I first started living in this apartment in 2011.  At that time I was paying about $525 plus electric which was pretty reasonable in the summer months as I do not use my A/C for the most part.  Now the time has come to renew my lease again and they want me to pay $625 a month plus electric and water.  Generally this would put me close to the $700 mark, in a good month.  This puts a tight squeeze on my budget.  Most people would say this would be a good time to find a new place to live, especially since I’ve been hankering for a cat.  But the logistics involved in moving exhaust me just thinking about them, and that is not to mention the financial costs involved, which I can’t afford.  To top this off, my Aunt says I may need a roommate.  Most people would shrug and think “Well if I need a roommate, I need a roommate.”  The thought of a roommate makes me want to cry though.  When first read my Aunt’s email, that is what my first reaction was.  “Nooooooo!  Why?!”  I was tempted to write back, “I will NOT have a roommate.”  Instead, I sent a bland email simply telling her when I had to let the landlord know about my lease.

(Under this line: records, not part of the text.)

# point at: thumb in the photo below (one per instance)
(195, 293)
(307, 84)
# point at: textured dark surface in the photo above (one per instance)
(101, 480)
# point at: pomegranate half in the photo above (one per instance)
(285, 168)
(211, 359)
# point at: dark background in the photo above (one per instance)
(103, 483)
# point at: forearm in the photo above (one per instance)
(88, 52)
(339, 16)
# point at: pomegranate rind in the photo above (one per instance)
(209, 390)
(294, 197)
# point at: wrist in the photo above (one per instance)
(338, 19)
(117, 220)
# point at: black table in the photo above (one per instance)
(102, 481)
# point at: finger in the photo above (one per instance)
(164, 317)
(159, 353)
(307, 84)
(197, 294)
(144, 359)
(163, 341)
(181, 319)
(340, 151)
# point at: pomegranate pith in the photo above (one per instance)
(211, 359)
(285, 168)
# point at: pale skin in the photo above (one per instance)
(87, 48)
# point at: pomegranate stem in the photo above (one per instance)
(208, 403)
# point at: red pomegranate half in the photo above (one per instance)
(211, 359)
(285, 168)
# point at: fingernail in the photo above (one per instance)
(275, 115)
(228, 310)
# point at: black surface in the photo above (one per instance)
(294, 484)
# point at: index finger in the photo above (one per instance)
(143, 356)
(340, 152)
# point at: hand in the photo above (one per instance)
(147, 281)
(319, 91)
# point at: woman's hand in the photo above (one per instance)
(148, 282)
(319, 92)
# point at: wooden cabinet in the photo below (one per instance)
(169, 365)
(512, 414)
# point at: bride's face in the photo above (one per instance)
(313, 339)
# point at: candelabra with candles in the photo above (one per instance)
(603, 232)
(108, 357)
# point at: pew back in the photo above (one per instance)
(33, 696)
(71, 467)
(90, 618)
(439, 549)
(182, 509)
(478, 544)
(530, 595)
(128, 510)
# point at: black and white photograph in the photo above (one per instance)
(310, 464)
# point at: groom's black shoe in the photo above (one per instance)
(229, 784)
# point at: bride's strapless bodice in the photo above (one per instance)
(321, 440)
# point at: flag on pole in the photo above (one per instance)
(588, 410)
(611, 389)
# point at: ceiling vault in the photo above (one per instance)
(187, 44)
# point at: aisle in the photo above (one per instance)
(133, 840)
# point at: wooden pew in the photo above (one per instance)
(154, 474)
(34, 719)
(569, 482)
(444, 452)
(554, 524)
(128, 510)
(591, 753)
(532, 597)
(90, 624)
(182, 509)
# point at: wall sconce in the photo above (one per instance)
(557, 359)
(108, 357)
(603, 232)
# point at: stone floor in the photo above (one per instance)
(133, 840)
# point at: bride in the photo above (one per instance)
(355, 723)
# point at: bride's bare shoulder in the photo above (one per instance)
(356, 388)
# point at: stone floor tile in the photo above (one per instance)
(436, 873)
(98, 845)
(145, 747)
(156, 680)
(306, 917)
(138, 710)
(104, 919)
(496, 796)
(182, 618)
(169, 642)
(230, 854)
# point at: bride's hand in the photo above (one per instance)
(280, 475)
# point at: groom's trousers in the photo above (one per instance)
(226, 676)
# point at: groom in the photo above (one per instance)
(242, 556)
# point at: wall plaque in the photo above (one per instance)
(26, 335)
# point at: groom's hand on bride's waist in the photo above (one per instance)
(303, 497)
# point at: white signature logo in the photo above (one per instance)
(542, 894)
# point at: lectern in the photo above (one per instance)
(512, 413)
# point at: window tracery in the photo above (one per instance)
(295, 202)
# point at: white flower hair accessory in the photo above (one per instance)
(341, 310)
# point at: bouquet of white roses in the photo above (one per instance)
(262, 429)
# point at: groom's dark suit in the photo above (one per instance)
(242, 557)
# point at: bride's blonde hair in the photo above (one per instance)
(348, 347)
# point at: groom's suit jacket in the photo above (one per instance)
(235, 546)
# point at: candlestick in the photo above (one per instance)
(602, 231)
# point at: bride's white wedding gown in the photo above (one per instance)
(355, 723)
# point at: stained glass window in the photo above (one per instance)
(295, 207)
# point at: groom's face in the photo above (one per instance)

I feel like I don’t have the time, energy, or money, to coordinate a move.  It makes me anxious more than usual.  Trying to keep up with my current work load at work, which I need to do in order to pay my bills, and then trying to deal with a move on top of that…I want to cry.  I barely have the time and energy to keep my apartment in some kind of decent order.  I feel like I can barely settle in one place because of either financial or emotional reasons, and now I have to potentially deal with moving and not only that, moving into a place that is not completely my own?  I know what my Aunt says I should do, but what is right for me, what I want, is different.  I do not want a roommate.  And yet it is ridiculous to pay so much money for a rather unspectacular but serviceable apartment.  The part of me that knows I should do the senseable thing and find a more reasonably priced apartment is being overruled by the part of me that wants/needs to do the easy thing of staying put.